This is the third day of my participation in Gwen Challenge
After a brief introduction to NUMpy, I thought about how to begin the formal pandas series. Other mountains of stone, can attack jade, read the next tutorial of others. Most people choose to start with data structures, some summary functions. But I don’t think the beginning of a series should be re-read to the reader from some “dictionary” material, which the reader then fails to read and forgets.
False beginnings
For PANDAS ‘data structures, just remember
- Series is one-dimensional
- Series has value, index, (name, data type)
- DataFrame is two-dimensional
- He added column indexes to Series (of course, the data was also made two-dimensional).
Formal beginning
God says data analysis requires data
Then we need to read some data from the file
filepath = "Mysterious data.csv"
data_table = pd.read_csv(filepath, encoding='utf-8')
Copy the code
You have to have a goal once you have the data.
Where else are we going to analyze it?
The simulation scenario is as follows:
There are 500 students in the school. Teacher Xiao Ming and teacher Li Xiaohua calculate the total score of students at the same time and write it into the table. If Xiao Ming and Li Xiaohua score the same, we think the score is correct. If the scores of two teachers are different, we will carry out SQL query according to the student number, and find the results of each subject in the generated table, and calculate the total score.
Demand analysis
Here we simply split the process into
- Find xiaoming and Li Xiaohua score different student numbers,
- Group and sum the scores of the students who scored wrong.

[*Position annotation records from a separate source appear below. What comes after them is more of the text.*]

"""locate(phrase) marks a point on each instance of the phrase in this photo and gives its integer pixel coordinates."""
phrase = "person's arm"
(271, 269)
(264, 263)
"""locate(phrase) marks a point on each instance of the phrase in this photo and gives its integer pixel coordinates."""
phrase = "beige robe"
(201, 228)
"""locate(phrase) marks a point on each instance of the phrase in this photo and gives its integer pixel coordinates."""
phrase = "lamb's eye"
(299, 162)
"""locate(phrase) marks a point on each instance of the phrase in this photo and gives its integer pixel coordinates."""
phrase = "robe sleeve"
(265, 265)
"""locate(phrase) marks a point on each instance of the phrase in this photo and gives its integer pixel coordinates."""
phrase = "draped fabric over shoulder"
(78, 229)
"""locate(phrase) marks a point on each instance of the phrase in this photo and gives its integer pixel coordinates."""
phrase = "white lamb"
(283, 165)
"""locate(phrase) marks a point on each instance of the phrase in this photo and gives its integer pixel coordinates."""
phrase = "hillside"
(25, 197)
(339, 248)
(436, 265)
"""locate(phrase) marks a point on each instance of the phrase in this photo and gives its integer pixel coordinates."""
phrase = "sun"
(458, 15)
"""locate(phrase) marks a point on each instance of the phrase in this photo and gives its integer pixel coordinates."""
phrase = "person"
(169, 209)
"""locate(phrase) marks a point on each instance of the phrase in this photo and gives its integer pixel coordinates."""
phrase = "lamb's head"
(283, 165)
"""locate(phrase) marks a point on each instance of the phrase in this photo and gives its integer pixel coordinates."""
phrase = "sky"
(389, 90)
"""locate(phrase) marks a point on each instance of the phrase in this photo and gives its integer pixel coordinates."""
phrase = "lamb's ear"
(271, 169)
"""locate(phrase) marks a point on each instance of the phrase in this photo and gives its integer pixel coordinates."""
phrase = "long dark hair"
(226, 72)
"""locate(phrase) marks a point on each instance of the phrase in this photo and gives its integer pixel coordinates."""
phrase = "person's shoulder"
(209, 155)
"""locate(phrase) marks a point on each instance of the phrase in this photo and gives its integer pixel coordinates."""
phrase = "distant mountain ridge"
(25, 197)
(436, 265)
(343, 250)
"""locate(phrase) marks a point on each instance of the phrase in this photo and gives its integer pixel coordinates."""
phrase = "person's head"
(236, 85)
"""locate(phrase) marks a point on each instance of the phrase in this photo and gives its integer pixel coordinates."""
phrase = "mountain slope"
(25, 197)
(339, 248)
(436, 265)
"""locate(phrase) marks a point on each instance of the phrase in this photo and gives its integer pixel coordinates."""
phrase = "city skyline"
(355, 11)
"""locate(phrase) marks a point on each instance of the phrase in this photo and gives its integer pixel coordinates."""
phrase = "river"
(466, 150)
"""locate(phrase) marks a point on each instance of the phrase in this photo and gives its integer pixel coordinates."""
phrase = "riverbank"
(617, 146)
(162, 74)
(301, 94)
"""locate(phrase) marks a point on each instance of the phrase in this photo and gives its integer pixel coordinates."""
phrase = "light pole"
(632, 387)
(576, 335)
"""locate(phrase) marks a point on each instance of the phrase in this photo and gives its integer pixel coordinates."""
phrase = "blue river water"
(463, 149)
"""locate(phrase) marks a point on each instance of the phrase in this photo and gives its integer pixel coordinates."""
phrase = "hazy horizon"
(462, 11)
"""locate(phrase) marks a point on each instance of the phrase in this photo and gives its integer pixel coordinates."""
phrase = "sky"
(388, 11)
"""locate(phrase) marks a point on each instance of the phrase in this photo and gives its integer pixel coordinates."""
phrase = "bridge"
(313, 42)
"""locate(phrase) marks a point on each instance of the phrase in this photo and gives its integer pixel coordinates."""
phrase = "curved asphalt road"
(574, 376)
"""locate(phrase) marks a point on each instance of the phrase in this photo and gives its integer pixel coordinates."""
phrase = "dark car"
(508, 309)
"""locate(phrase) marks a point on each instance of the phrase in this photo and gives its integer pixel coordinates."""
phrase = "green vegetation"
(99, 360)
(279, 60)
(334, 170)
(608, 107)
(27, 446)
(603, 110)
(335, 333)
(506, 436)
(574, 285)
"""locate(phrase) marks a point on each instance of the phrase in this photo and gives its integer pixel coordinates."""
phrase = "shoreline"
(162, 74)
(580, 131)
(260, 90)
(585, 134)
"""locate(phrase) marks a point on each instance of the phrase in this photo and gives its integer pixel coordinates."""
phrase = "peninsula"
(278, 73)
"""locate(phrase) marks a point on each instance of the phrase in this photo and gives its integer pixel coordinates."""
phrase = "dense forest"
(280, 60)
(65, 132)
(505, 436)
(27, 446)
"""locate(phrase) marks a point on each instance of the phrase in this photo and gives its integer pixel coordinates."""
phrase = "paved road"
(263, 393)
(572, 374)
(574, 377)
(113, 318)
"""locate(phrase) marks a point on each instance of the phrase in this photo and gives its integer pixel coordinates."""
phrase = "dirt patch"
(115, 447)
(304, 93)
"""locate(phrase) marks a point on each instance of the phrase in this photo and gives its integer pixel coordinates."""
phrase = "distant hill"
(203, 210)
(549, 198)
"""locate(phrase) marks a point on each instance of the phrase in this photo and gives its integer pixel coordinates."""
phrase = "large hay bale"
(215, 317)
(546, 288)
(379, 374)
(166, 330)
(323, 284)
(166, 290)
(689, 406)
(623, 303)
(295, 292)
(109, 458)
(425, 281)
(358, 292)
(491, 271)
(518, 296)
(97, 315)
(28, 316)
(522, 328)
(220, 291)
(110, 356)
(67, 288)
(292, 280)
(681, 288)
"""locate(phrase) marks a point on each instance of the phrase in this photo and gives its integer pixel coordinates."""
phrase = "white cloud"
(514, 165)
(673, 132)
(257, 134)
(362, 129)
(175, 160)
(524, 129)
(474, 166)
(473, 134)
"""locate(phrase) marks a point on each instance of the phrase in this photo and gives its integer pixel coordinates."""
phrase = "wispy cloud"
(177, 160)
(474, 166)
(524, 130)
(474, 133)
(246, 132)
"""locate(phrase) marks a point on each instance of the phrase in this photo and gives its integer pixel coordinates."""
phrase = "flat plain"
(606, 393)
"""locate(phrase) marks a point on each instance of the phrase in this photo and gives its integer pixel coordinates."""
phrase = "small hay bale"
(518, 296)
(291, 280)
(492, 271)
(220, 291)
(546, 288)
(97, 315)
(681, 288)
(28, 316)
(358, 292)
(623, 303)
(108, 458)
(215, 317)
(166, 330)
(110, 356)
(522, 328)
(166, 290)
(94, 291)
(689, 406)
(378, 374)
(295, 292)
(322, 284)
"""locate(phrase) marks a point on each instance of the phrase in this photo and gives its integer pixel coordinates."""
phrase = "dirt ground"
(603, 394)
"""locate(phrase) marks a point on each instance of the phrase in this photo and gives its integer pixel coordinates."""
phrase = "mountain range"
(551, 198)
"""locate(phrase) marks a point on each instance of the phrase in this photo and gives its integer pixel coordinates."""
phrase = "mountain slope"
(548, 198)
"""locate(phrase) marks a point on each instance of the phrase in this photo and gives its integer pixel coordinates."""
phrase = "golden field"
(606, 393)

Find xiaoming and Li Xiaohua score different student numbers
data_clean =data_table_tmp[
~data_table_tmp.index.isin(
data_table_tmp[
data_table_tmp['Miss Xiao Ming's total score'] == data_table_tmp['Miss Li Siu-wah's total score']
].index.to_list()
)
]
Copy the code
I’m a beginner. You give me this long code to look at?
Take your time. I’m not saying this code is the answer.
First, look slowly out from the middle,
Isin = data_table_tmp = data_table_tmp = data_table_tmp = data_table_tmp = data_table_tmp
The output is roughly as follows:
The smart ones already figured it out, so why not just use not equal? So you don’t have to take the reverse.
Why even index a transition? Can not be judged by direct use? For example:
import pandas as pd
filepath = "Mysterious CSV".
data_table_tmp = pd.read_csv(filepath, encoding='utf-8')
data_clean =data_table_tmp[
data_table_tmp['Miss Xiao Ming's total score'] != data_table_tmp['Miss Li Siu-wah's total score']
]
data_clean
Copy the code
In fact, in a data analysis scenario, it is very likely that the code will become redundant because there are many factors to consider, so you should always check your code to see if “suddenly you look at the guy and the lights are out”.